Anton Kovalenko <
an...@sw4me.com> writes:
>>> As we can see, even a compenent, caring Perl programmer proposes "read
>>> and discard" instead of "read, check and discard", and that's in the
>>> discussion of correctness. Why would I need a strawman?
>>
>> It's this kind of thing that makes me want to take Lisp programmers out and
>> shoot them.
[...]
> [I]t's how people stick to a specific Perl feature
> ($/), even after it was shown to be a wrong tool in a number of ways
> (Kaz Kylheku noticed an additional danger of empty records).
[...]
> Surely it _could_ happen with CL, but I have yet to see it happening.

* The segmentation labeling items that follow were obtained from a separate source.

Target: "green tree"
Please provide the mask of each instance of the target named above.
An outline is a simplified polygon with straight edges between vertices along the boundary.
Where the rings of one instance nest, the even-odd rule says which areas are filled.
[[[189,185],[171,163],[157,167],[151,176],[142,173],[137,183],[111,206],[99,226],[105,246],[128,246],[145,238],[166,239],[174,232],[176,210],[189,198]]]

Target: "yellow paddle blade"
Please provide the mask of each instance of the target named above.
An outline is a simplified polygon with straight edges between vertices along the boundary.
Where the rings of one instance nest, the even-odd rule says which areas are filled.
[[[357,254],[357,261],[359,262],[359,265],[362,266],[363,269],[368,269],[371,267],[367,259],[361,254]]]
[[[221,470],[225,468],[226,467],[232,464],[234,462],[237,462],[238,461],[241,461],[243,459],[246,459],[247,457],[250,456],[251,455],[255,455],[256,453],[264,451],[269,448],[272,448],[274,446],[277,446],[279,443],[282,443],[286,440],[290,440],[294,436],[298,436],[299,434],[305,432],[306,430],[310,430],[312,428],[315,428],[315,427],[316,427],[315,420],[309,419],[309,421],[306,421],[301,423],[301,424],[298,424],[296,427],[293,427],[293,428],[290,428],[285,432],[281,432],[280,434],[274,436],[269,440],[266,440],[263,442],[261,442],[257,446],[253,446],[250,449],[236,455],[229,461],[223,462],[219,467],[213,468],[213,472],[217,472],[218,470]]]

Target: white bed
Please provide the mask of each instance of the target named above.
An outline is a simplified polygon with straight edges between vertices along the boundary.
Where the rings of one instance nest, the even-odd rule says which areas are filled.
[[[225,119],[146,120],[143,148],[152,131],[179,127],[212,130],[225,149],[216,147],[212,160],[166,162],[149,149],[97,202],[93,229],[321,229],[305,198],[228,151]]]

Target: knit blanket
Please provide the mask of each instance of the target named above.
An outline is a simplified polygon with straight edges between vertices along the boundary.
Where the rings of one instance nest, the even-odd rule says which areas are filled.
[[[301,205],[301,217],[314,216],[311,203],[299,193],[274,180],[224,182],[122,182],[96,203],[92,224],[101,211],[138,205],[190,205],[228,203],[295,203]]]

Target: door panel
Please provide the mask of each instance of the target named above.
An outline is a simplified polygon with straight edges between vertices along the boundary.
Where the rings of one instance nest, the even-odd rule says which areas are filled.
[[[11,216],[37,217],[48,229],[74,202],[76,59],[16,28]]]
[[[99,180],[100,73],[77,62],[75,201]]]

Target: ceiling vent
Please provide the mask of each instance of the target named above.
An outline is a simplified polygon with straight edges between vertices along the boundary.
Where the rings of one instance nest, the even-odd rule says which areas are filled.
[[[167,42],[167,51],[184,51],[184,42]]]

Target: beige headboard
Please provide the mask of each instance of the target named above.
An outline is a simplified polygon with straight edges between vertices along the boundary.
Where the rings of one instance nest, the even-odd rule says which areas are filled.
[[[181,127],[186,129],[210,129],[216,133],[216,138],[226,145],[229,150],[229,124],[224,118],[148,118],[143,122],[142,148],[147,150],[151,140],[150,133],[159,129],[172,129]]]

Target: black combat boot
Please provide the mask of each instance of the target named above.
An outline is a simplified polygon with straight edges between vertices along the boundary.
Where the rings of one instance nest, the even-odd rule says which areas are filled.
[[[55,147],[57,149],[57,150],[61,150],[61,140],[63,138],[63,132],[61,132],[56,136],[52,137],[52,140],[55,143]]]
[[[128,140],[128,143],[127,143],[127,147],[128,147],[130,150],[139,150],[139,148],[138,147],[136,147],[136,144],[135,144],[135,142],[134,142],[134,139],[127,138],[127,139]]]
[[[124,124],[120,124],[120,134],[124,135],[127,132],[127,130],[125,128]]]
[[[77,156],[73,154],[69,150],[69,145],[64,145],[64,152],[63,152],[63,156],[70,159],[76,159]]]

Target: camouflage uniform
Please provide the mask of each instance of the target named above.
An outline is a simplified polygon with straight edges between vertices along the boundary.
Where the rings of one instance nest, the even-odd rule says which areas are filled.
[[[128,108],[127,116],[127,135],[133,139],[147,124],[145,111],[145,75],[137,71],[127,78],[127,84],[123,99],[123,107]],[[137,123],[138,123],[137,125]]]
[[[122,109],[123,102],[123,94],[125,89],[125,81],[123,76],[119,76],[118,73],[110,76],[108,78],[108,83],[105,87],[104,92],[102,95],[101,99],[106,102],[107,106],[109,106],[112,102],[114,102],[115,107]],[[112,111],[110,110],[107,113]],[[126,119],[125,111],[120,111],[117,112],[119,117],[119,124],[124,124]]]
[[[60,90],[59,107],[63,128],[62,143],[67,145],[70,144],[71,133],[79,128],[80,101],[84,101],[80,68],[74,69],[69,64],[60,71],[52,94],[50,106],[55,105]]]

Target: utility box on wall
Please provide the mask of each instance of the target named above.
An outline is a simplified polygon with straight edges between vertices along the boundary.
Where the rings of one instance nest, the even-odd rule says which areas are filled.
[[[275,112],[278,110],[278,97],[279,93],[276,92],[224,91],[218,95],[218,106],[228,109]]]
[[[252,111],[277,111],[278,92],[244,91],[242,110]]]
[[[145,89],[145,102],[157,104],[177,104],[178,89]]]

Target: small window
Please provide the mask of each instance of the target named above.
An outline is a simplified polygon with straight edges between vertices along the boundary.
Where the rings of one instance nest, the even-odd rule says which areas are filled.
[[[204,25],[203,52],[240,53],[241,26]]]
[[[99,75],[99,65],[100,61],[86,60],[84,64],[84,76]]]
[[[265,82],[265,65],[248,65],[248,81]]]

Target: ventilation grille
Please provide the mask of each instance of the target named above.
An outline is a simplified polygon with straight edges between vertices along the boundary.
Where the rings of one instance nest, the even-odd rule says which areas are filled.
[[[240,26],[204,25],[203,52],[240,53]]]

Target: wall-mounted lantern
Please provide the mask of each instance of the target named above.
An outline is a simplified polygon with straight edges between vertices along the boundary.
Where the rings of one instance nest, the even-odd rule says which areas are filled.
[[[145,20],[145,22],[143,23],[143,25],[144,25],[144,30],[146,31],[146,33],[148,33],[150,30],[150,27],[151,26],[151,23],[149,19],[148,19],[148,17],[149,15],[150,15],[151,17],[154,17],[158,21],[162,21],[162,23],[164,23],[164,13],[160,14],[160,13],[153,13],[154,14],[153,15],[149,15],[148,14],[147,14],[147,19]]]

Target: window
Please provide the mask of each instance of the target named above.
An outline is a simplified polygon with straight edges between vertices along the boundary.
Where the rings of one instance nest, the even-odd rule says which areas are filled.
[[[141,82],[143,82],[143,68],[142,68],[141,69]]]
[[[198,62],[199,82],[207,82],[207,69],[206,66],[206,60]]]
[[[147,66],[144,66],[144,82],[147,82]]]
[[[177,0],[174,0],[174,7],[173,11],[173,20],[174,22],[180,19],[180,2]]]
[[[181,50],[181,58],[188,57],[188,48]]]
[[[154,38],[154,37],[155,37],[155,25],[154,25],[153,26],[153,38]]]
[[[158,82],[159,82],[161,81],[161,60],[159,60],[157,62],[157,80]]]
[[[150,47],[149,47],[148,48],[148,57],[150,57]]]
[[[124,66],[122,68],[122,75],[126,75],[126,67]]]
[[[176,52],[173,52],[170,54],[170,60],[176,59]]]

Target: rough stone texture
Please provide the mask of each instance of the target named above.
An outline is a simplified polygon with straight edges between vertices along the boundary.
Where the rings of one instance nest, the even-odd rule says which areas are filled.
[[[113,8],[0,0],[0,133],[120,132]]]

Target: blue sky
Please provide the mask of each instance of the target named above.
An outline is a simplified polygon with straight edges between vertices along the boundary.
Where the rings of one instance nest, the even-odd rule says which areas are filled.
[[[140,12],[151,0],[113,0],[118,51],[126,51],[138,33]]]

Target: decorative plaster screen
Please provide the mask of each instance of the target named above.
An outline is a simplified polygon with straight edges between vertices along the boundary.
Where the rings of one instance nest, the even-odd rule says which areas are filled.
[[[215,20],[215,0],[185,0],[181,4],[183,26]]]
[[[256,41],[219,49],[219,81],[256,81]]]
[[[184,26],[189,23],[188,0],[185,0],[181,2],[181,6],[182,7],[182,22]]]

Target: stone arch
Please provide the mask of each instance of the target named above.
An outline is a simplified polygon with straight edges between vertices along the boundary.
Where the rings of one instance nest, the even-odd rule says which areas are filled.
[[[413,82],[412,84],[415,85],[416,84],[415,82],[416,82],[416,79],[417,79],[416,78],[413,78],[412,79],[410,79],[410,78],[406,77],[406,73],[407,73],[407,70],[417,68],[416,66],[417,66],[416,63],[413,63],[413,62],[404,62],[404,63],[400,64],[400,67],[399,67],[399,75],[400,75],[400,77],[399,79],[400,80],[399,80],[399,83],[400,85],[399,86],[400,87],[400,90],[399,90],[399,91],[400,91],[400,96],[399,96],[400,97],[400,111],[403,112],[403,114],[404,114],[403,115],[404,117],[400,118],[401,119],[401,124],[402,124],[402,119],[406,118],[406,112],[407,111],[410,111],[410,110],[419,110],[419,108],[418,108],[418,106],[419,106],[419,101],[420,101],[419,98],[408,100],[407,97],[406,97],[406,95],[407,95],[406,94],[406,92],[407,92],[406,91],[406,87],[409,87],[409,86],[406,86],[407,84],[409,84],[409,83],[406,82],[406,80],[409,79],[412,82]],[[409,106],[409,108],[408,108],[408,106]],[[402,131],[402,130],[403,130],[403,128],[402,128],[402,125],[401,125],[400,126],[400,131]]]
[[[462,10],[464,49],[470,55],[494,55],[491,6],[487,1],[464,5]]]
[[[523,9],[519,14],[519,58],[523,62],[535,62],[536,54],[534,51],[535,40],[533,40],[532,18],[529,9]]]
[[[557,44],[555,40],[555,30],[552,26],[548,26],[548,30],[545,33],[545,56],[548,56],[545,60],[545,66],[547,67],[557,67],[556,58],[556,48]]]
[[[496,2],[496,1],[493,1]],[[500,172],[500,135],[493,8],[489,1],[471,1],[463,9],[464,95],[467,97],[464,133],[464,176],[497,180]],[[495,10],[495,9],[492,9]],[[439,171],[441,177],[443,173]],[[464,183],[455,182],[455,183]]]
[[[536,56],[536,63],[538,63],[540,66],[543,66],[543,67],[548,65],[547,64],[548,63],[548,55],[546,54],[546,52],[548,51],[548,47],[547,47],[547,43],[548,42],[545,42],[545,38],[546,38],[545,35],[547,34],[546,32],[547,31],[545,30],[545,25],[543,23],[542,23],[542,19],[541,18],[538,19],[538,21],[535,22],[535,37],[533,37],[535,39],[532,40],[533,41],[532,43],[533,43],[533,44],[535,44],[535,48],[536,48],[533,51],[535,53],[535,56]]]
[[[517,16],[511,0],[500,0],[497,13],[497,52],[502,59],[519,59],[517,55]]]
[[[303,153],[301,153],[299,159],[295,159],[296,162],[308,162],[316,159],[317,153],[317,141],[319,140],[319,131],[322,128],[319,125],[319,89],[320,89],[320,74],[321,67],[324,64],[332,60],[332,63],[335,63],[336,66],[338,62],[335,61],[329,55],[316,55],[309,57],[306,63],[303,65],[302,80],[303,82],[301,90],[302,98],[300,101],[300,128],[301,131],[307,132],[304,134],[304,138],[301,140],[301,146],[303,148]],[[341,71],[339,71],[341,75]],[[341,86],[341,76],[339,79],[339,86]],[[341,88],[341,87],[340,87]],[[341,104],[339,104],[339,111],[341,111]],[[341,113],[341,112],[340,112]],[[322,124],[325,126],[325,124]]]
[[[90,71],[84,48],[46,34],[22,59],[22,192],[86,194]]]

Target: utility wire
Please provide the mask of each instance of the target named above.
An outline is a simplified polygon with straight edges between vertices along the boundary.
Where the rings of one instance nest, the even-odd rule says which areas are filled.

Well, that was a gross overstatement: it happens all the time with
FORMAT ("~a-~a" is incorrect for making symbol names from other symbol
names, but widely used). And I have an idea why it happens with Perl and
with FORMAT, but not with most other CL stuff.
If we leave out FORMAT, CL doesn't have "killer features", that is,
things so shining with elegance and brevity that we're instantly tempted
to use them. There's nothing magic about PARSE-INTEGER, or SEARCH, or
MAPCAR..., you can write your own and use it, sometimes without any
performance penalty. When a tool is appropriate, you use it; when it's
not quite there, you roll your own. The original tool we wanted to use
usually provides some good hints on the interface we want to export
(e.g. our own parse-c-integer could take string, end, start, radix,
junk-allowed too, and :test & :key are useful for many other stuff).
In Perl, OTOH, _any_ feature is a killer feature. How would I roll my
own $/ or $_, if they were not there? Therefore, each feature that we're
using for a specific task has a chance of becoming addictive: it looks
like too much work to do if we dare to throw it away, even if it's not
really so hard for a specific task. It's not hard in Perl, after all, to
read a line at a time in a loop, check for "*RECORD*", collect a list --
that kind of boring thing we would do in CL.